Hasta Aktİvİstlerİ Derneğİ Başkanı Orhan Demİr: Sistem iyi işlemiyor. Gelen şikâyetlerin yüzde 40’ı, 50’si şikâyet konusu bile olamayacak konulardan oluşuyor. SABİM yürürlükte kalmalı ancak eksiklikleri hemen giderilmeli.
Sağlıkta Adalet ve Güvenlİk Der-neğİ Genel Başkanı Alİ Kundakçı: Her hastanede bulunan hasta hakları birimi doğru bir şekilde çalışırsa ve bir sağlık hukukçusu da vatandaşa hastanede yaşadığı sorunlarla ilgili destek olursa problem hastanın şikâyet yerinde o anda çözülecektir. Böylece hasta derdini anlatmak için 184 SABİM’i tercih etmeyecektir.

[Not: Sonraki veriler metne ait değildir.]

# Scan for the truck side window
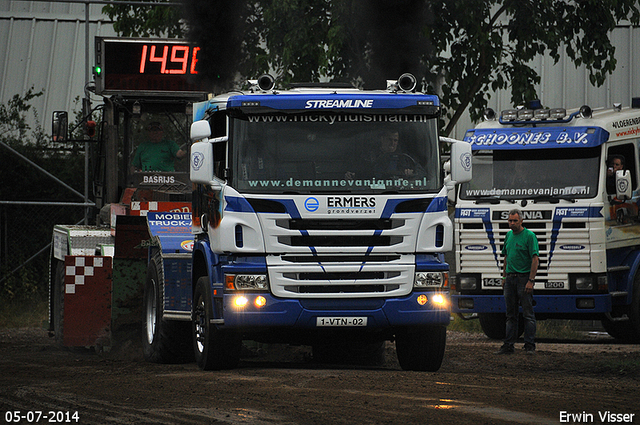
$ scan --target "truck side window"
[209,112,227,180]
[606,143,638,190]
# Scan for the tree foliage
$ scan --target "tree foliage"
[106,0,640,134]
[0,87,84,304]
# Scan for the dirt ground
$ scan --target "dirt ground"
[0,329,640,425]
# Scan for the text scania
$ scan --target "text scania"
[305,99,373,109]
[327,196,376,208]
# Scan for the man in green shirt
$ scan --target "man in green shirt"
[498,209,539,354]
[131,121,187,171]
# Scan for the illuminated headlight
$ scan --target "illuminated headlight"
[231,274,269,291]
[458,276,478,291]
[502,109,518,121]
[518,109,533,121]
[576,276,593,291]
[549,108,567,120]
[413,272,446,289]
[533,109,551,120]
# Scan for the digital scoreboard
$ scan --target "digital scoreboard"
[94,37,211,96]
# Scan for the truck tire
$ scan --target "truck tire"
[396,326,447,372]
[142,255,193,363]
[192,276,242,370]
[51,260,65,345]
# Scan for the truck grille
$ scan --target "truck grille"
[267,255,415,299]
[456,215,591,281]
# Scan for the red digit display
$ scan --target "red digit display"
[149,44,169,74]
[169,46,189,74]
[96,37,210,95]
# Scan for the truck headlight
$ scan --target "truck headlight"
[413,272,449,289]
[225,274,269,291]
[576,276,593,291]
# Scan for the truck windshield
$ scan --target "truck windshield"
[460,147,600,200]
[232,114,440,193]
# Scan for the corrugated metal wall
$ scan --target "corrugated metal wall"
[0,0,640,138]
[0,0,115,133]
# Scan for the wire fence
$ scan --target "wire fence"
[0,200,85,300]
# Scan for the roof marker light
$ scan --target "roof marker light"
[501,109,518,121]
[518,109,533,121]
[549,108,567,120]
[482,108,496,121]
[580,105,593,118]
[533,109,551,121]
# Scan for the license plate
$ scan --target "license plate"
[482,278,502,288]
[316,317,367,327]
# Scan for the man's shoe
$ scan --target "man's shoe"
[496,344,515,354]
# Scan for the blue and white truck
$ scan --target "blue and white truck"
[452,98,640,341]
[49,38,471,371]
[172,75,471,371]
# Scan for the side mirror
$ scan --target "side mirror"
[51,111,69,142]
[189,137,228,185]
[191,120,211,142]
[616,170,632,200]
[440,137,472,184]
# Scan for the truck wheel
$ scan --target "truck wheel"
[142,255,193,363]
[396,326,447,372]
[192,276,242,370]
[51,260,65,345]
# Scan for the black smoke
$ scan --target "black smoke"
[184,0,432,91]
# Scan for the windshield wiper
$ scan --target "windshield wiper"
[474,195,515,204]
[530,195,576,204]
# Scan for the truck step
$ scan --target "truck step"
[607,266,631,273]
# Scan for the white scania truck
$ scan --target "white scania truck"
[452,98,640,341]
[183,75,471,370]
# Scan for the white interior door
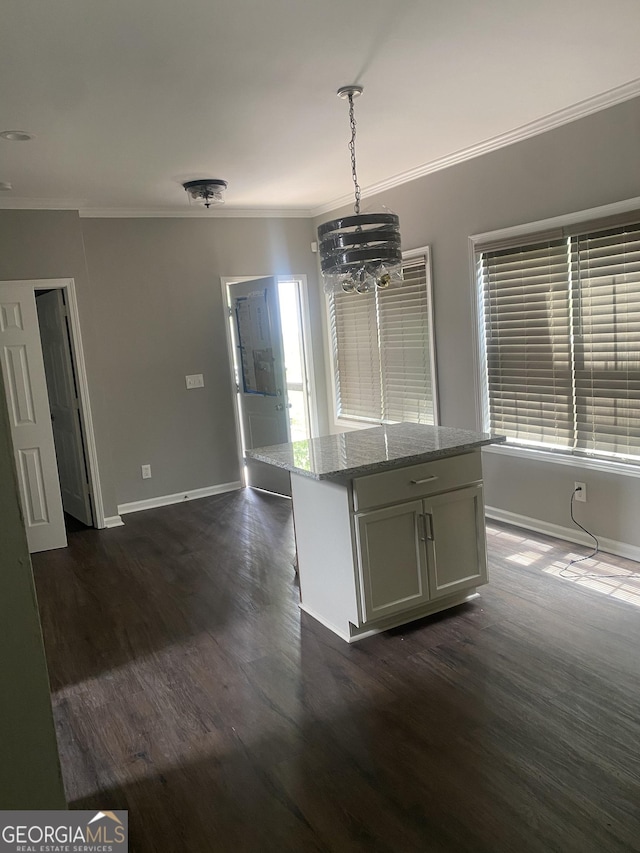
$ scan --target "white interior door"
[229,277,291,495]
[36,288,93,526]
[0,282,67,553]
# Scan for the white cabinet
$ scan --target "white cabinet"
[356,501,429,622]
[424,485,487,601]
[355,485,487,623]
[291,450,487,642]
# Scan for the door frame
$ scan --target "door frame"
[220,273,318,486]
[0,278,106,529]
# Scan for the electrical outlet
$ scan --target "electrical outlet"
[185,373,204,390]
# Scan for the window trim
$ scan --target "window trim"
[468,197,640,466]
[322,246,440,432]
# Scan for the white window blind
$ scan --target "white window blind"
[329,255,435,424]
[571,225,640,457]
[478,216,640,461]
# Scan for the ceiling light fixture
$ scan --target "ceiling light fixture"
[182,178,227,209]
[318,86,402,293]
[0,130,33,142]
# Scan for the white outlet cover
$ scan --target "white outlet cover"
[185,373,204,390]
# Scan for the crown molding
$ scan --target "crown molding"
[0,198,87,210]
[311,78,640,217]
[78,205,311,219]
[0,78,640,219]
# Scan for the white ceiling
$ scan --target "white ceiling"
[0,0,640,215]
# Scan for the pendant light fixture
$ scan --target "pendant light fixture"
[318,86,402,293]
[182,178,227,210]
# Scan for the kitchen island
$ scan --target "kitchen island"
[247,423,504,642]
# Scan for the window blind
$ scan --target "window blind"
[329,256,434,423]
[570,225,640,456]
[378,258,434,424]
[329,286,382,419]
[478,216,640,461]
[482,240,573,447]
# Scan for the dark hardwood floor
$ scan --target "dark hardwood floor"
[33,491,640,853]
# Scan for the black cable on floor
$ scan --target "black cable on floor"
[559,489,640,580]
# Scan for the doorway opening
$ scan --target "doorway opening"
[34,288,96,533]
[222,276,317,496]
[0,279,105,553]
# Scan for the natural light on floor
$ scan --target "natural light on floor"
[487,525,640,607]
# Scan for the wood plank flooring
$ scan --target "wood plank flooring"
[33,491,640,853]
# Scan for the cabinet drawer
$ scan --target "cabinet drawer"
[353,450,482,512]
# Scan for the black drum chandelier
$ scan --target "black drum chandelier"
[318,86,402,293]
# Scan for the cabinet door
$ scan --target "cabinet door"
[356,501,429,622]
[424,486,487,599]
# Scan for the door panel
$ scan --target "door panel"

Kamu hastanesİnde çalışan adını vermek İstemeyen öğretİm üyesİ: Bugünkü SABİM uygulaması, kafası bozulan, canı sıkılan insanların sistemi kötü kullanması nedeniyle sağlık çalışanlarına yönelik ‘çamur at izi kalsın’a dönüştü. SABİM’e şikâyet için, kimlik bildirme zorunluluğu bile yok. Şikâyet sürecinin kendisi tamamen hekimi cezalandırmak üzerine kurulu. Hem ağır çalışma şartları hem şikâyetler yüzünden hekimlerin yüzde 80’i antidepresan ilaç kullanıyor.